No, the pain of suffocating inescapable malignant sagacity.

See, you wouldn’t have lunged at Murphy if you hadn’t felt the effects of the SR-9 serum coursing through your body like a syrupy venom, slowing your heart rate and making your legs like lead, as you’ve seen done so many times before. And Murphy wouldn’t have emptied the serum into your drink that morning if you hadn’t left his brother Conrad to die in the OuterFields as you made your hasty escape. And you wouldn’t have needed to put a bullet hole in his leg to slow down the Reavers if the information Conrad gave you was good. And the information would have been good if you’d heeded the advice of the Imperium’s informant. But you doubted the informant, believing he had crossed you. So you punctured his side with a small knife and locked him in a vacuum seal without a suit to watch his body adjust to the pressure-less void of space like an unraveling ball of red yarn.
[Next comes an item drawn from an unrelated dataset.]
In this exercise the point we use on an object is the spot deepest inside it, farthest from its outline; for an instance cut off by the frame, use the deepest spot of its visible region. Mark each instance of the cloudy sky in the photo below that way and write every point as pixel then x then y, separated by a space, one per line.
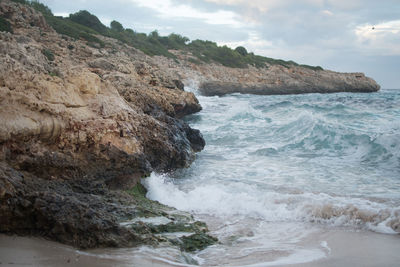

Distrust grows in you like an unfettered rage, John. A seed planted by the scarred knuckles of your father and the manipulative words of your mother. I watched you from the beginning while you clawed your way through the rathole dumpheap of Vespar’s lowlands. I watched you harden like a collapsed dying star. You were just a boy seeking to understand the wrongs done to him. To find value and worth. You are still just a boy, though more capable, more violent, more malevolent, more machiavellian. Perfect for molding.

I will make you something more for you see, John, we are all stuck in a tomb of sorts.

Even I.

But soon we shall be free.


About the Creator

Tony Galbier

Spellbound, can't move, be back in a few.

Reader insights


Excellent work. Looking forward to reading more!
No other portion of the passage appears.